Mark Banks, 'The Unanticipated Pleasures of the Future', New Formations 107-08, 12-29 (2022)
Matthias Schmelzer, Andrea Vettea, and Aaron Vansintjan, The Future is Degrowth (2022), 36-74
Mohandas Gandhi, Supplementary Texts to Hind Swaraj, (1909): 1 2 (1914-1947)
佐藤幸平、人身世「資本論」 (2020)/ Satō Kōhei, Marx in the Anthropocene (2023), full English ebook through library, 216-250
(Optional) Pierre Charbonnier, Abondance et liberté (2020)/ Affluence and Freedom (2021), 142-171 (Optional)


POSSIBLE QUESTIONS TO CONSIDER:

What is life like with no economic growth, and what kinds of cultures - and cultural production - does this suggest?
How would global agreements on degrowth be negotiated?
What are the differences between degrowth, technophobia, nihilism, communism, and (anarcho-)primitivism?
How would novels' settings, characters, and thinking look different in a no-growth world?


Week 8: …and Caveats

Thomas Moynihan, X-Risk (2020), 341-424
Leigh Phillips, Austerity Ecology and the Collapse-porn Addicts (2015), 27-52 and 235-264
Saurabh Arora and Andy Stirling, 'From Growth, through Degrowth, to a Pluriverse of Flourishings', Resilience 9 May 2023
Christopher Mason, The Next 500 Years (2022), 1-26, 213-245


POSSIBLE QUESTIONS TO CONSIDER:

What is the relationship between the imagination and futurity in the 2020s?
What are the externalities of Euro-American environmental demands?
Do we need to 'grow out of' crises?
What are humans' responsibilities to life?
How will AI-inflected communication really work?


Week Nine: Bullshit

Wr. and dir.
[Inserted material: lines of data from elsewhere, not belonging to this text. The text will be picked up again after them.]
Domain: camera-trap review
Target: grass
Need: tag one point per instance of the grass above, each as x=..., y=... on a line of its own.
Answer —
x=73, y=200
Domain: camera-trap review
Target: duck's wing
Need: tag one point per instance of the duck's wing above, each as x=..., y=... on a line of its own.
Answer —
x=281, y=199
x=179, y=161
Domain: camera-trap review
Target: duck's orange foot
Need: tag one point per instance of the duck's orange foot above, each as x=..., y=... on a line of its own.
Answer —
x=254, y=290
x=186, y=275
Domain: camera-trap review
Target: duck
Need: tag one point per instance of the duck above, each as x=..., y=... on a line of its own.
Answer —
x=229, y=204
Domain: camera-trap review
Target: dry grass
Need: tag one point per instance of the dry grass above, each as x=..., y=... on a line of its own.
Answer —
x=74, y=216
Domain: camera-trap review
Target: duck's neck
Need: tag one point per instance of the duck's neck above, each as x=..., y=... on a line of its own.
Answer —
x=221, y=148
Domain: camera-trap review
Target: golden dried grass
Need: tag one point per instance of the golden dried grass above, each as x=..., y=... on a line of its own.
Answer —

Adam Curtis, Hypernormalisation (2016), 19.57-26.57
Ivor Southwood, Non-Stop Inertia (2011), 7-13, 43-48, 57-61 ('Non-Stop Inertia', 'From Unemployment to "Jobseeking"', 'Jobseeking as Career'), Full Ebook in Library
David Graeber, Bullshit Jobs (2016), 27-65
Sianne Ngai, Theory of the Gimmick (2020), 83-103, Harvard UP edition full ebook through library
Vaclav Havel, Moc bezmocných (1978), secs. 3-7 / The Power of the Powerless (2018), 14-40
Lockheed Martin (world's largest nuclear weapons manufacturer), 'Diversity and Inclusion: A Global Commitment'


POSSIBLE QUESTIONS TO CONSIDER:

How did bullshit gain such a crucial place in our world?
Do we live two separate truths, public and private? Do literary and cultural works suggest this?
How might a bullshit-free world be narrated?
Is evil 'banal'?
Can the current stage of the Anglosphere be compared to the 1980s Soviet empire?

Ween Ten: Shanzhai *

Byung-Chul Han, Shanzhai: Dekonstruktion auf Chinesisch (2011)/ Shanzhai: Deconstruction in Chinese (2017), 60-78
Mckenzie Wark, The Beach Beneath the Street (2011), 30-37
Walter Benjamin, 'Das Kunstwerk im Zeitalter seiner technischen Reproduzierbarkeit' (1935)/ 'The Work of Art in the Age of Mechanical Reproduction' (any edition)

POSSIBLE QUESTIONS TO CONSIDER:

How important is authenticity? Is this changing?
What part does originality play in literature?
What assmuptions are made in ideas of ownership of cultural works, or intellectual copyright?
Is Wark right that the great unspoken question of canonical late-C20 literary theory was intellectual ownership?